To identify tsDMRs, we calculated χ2 values for each CpG unit, defined as three consecutive CpGs, and employed a hidden Markov model (HMM) as implemented by pmtk3 to segment the genome, using methods as previously described59 with several alterations. Briefly, we trained a 4-state HMM, each consisting of a mixture of 2 Gaussians, with the Baun-Welch algorithm. States were estimated using the forward-backward algorithm, with the highest-valued χ2 state denoting a pre-filtered set of tsDMRs. To select for tsDMRs with a large magnitude of tissue methylation variance, we determined the intersection of tissue-specific and non-tissue-specific standard deviation distributions (Fig. 2e, right) and removed those sites with smaller values of this intersection point. The final set of tsDMRs are represented by 3 genomic loci: the left and right CpG boundaries as called by the HMM, along with the central CpG site having the highest χ2 value which represents an estimate of the most tissue-specifically methylated base. To estimate a false discovery rate, we repeated this analysis on ten random permutations of the dataset, each of which consists of random assignment of methylated base-calls within each tissue while maintaining base-level sequencing depth.
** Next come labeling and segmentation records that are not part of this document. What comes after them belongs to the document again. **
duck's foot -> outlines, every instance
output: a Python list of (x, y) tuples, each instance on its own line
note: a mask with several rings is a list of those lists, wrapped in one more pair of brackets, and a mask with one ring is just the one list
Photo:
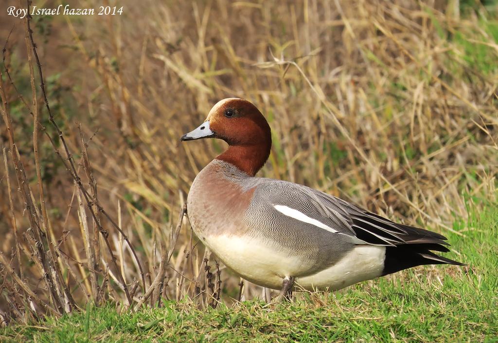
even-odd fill
[(292, 286), (294, 286), (294, 276), (286, 276), (282, 282), (282, 289), (277, 297), (279, 301), (285, 300), (290, 301), (292, 299)]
Each tsDMR is a genomic region with associated methylation abundances for each tissue. To identify the tissues for which a given tsDMR exhibits differential methylation, we utilized Shannon entropy60. Briefly, for a given tsDMR, we defined the relative methylation of a tissue as pt = Mt/ΣMt, where Mt represents the percent methylation of tissue t. Then, using standard formulations, the methylation entropy of the tsDMR is H = Σ − pt log2(pt), and the categorical tissue specificity is Qt = H − log2(pt). We then identified a global cutoff C such that all tissues with Qt ≥ C are labeled as tissue-specifically methylated. We empirically defined C by comparing the distributions of Qt for tsDMRs and non-tsDMRs: setting C = 8.7 bits, we estimate the false discovery rate to be 0.0193.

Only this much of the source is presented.